Fri, 21 Feb 2020

WASHINGTON - The Trump administration is set to release Thursday updated guidance on prayer in public schools that officials are touting as President Donald Trump's commitment to religious freedom.

Trump has made religious freedom a signature issue in his domestic and foreign policy, declaring a Religious Freedom Day and directing the State Department to host an annual Ministerial to Advance Religious Freedom, among other actions.

The updated U.S. Education Department's guidance on prayer in public elementary and secondary schools is drawing cheers from Trump's most vocal supporters among Evangelical Christians.

What does the law say about school prayer?

While school-sponsored prayer in U.S. public schools is prohibited, individual and group prayers on school grounds are not. American schools once used to start their day with a prayer or a reading from the Bible. That tradition came to a halt in 1962 when the Supreme Court ruled that school-sponsored prayers violated the Constitution's prohibition on establishing an official religion. Subsequent court rulings have recognized prayer in school as constitutionally protected.

What does the U.S. Education Department guidance say?

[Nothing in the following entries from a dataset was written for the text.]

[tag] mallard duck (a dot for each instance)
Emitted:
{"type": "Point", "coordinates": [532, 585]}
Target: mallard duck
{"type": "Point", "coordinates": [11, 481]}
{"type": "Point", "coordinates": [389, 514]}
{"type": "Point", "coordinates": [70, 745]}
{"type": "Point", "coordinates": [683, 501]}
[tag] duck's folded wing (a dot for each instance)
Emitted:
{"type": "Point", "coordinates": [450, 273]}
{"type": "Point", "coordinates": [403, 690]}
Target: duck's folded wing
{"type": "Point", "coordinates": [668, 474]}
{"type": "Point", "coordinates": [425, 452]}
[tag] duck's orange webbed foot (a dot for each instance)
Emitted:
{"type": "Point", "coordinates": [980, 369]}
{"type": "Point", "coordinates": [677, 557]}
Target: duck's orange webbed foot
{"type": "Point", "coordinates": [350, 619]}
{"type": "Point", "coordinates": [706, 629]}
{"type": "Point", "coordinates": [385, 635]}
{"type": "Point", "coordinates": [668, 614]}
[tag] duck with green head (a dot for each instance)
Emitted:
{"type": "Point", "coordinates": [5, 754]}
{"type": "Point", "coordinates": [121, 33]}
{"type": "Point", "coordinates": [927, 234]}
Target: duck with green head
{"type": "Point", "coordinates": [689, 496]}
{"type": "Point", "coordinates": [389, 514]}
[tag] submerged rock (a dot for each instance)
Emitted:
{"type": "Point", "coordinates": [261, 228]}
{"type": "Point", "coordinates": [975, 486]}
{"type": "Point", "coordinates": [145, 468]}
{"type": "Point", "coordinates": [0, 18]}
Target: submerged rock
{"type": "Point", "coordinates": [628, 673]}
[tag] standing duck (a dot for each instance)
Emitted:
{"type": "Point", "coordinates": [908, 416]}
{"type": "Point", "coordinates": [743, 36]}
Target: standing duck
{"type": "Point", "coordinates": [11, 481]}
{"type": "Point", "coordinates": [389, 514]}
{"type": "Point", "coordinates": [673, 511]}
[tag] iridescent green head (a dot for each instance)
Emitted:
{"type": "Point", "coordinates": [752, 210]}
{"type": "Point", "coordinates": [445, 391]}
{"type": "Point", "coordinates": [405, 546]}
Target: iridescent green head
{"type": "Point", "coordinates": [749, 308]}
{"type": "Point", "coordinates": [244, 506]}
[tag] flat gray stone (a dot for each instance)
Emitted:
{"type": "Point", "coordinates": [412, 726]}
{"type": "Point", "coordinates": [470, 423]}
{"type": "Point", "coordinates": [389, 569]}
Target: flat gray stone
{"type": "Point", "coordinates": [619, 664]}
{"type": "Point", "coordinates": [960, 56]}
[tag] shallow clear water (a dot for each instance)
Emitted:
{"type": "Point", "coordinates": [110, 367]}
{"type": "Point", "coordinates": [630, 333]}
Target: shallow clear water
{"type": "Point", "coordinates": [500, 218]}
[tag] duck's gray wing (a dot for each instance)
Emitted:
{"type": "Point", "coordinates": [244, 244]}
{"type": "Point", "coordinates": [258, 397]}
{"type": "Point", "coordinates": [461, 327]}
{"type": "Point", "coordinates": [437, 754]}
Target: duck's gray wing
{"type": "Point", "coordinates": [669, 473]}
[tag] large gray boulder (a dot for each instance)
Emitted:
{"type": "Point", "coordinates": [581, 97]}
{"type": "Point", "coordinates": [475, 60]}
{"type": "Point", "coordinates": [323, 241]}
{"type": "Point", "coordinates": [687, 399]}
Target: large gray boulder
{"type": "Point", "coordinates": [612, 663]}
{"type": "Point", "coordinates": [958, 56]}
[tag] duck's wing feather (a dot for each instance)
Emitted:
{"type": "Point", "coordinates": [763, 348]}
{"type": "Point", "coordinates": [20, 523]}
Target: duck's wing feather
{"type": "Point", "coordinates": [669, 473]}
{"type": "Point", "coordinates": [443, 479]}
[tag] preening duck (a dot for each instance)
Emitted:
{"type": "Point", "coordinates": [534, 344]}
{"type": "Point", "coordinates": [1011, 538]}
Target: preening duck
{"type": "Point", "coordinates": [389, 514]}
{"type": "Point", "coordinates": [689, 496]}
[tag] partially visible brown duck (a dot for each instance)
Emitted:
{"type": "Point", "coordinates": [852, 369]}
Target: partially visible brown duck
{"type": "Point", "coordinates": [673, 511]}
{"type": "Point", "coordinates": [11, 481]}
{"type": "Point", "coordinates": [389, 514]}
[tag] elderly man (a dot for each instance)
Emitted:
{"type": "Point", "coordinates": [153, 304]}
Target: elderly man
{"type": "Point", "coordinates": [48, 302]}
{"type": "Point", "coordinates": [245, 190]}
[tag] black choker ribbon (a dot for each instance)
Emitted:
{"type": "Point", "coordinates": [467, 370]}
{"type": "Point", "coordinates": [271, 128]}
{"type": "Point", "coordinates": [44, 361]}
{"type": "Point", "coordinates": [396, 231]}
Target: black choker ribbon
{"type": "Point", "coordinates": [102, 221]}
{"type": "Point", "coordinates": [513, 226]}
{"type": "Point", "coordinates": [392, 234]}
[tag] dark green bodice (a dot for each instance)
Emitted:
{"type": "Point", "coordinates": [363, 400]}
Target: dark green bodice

The guidance, last updated in 2003, requires local educational agencies to certify on an annual basis that they have no policy that prevents constitutionally protected prayer in elementary and secondary public schools. The education department can cut off funding to schools that don't comply with the policy. The department provides tens of billions of dollars to public elementary and secondary schools. More broadly, the guidance keeps school districts apprised of the law and the extent to which school prayer is constitutionally and legally protected.

What is allowed?

Students are free to pray alone or in groups while not in class or engaged in other school activities. They can read the Bible or other scriptures, such as the Koran. They may be excused from class to attend a prayer. Teachers may similarly take part in religious activities as long as they make clear they're not doing so "in their official capacities," according to the guidance.

What is not allowed?

While religion can be taught in public schools, schools are not allowed to sponsor religious activities such as prayers. Teachers, administrators and school employees are forbidden from "encouraging or discouraging prayer and from actively participating in religious activities with students," according to the guidance. For example, teachers may not lead their classes in prayer. Nor can school administrators include prayer in school-sponsored events.

What is being updated?

The Education Department hasn't disclosed details of the updated guidance. However, White House Domestic Policy Council Director Joe Grogan told reporters Thursday morning the guidance "will remind school districts of the rights of students, parents and teachers, and will empower students in others to confidently know and exercise their rights."

In addition to the education department updating its school prayer guidance, nine federal agencies are releasing proposed rules that will remove "discriminatory regulatory burdens" that the Obama administration placed on religious organizations that receive federal funding, Grogan said.